Internationally focused businesses based in Ireland are being urged to join forces to establish a lobbying campaign against efforts at tax harmonisation at a European level.

Writing in this month’s Tax Monitor, editor Brian Daly says that in order to effectively support the efforts of Government a proper lobbying campaign needs to be undertaken.

‘Collectively, the Irish government, the Irish tax profession and representatives from Irish industry now need to increase focus on the conceptual and technical arguments and do our best to raise awareness levels in relation to the pitfalls before a legislative proposal is issued in 2008,’ he writes.

The European Commission, under Commissioner for Taxation and Customs Union Laszlo Kovacs, has steadily been making progress on its Common Consolidated Corporate Tax Base (CCCTB) proposal, which is designed to introduce a common base for the taxation of corporate profits across Europe.

While the CCCTB is supposed to be optional, Daly argues that, ‘given reduction in cost and administrative burden is one of the key stated objectives of the regime, running an additional optional system alongside the 27 existing systems makes no sense in the longer term’.

The CCCTB proposes that the profits of businesses operating in more than one EU member state should be calculated according to a single EU-wide formula, rather than the 27 different formulae used today. Profits would then be reallocated to the countries in which the businesses are active, to be taxed at those countries’ tax rates.

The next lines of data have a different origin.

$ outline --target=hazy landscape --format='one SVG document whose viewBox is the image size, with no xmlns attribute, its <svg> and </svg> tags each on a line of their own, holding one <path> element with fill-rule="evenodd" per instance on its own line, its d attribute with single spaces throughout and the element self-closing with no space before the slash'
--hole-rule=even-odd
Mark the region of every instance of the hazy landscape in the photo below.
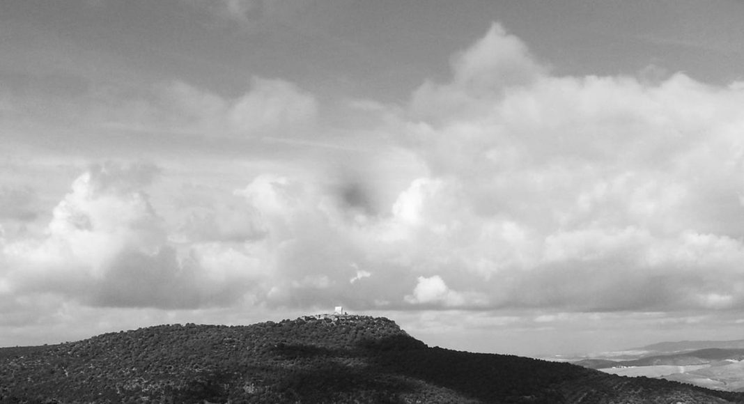
<svg viewBox="0 0 744 404">
<path fill-rule="evenodd" d="M 339 314 L 0 349 L 0 403 L 153 402 L 701 404 L 744 394 L 432 347 L 388 318 Z"/>
<path fill-rule="evenodd" d="M 742 402 L 743 17 L 0 0 L 0 401 Z"/>
<path fill-rule="evenodd" d="M 660 342 L 569 362 L 628 376 L 647 376 L 727 391 L 744 391 L 744 340 Z"/>
</svg>

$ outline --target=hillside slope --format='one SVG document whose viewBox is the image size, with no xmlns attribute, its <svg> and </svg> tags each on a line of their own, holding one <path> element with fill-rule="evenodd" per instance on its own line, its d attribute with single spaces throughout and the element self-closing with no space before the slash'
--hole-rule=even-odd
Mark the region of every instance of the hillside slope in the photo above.
<svg viewBox="0 0 744 404">
<path fill-rule="evenodd" d="M 391 320 L 356 315 L 164 325 L 0 350 L 0 403 L 205 401 L 724 403 L 744 396 L 429 347 Z"/>
</svg>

In a report presented to the CCCTB working group , which consists of tax experts from the 27 member states, in October, the Commission set out a possible outline of the principles of a CCCTB by ‘beginning to bring the various structural elements of the base together into a coherent set of rules’. A key element of the report is the introduction of a ‘sales factor’ which would divert a portion of a company’s tax receipts to the country where the product is bought - rather than to where the company is based.

Daly can expect to win support for his proposal from many quarters of Irish business and financial services. Speaking at the recent Institute of Chartered Accountants in Ireland (ICAI) annual dinner, president Vincent Sheridan, chief executive of the VHI, also referred to the growing movement among the larger European countries towards tax harmonisation.

He warned, ‘Any such move, if successful, would be a major threat to one of the main planks of our economic strategy. It must be left open to all member states - and to the smaller countries in particular - to put together a competitive package to enable both domestic and international companies operate from within its borders. This is essential if countries like Ireland are to remain competitive not just within Europe but in the ever more important wider global economy’.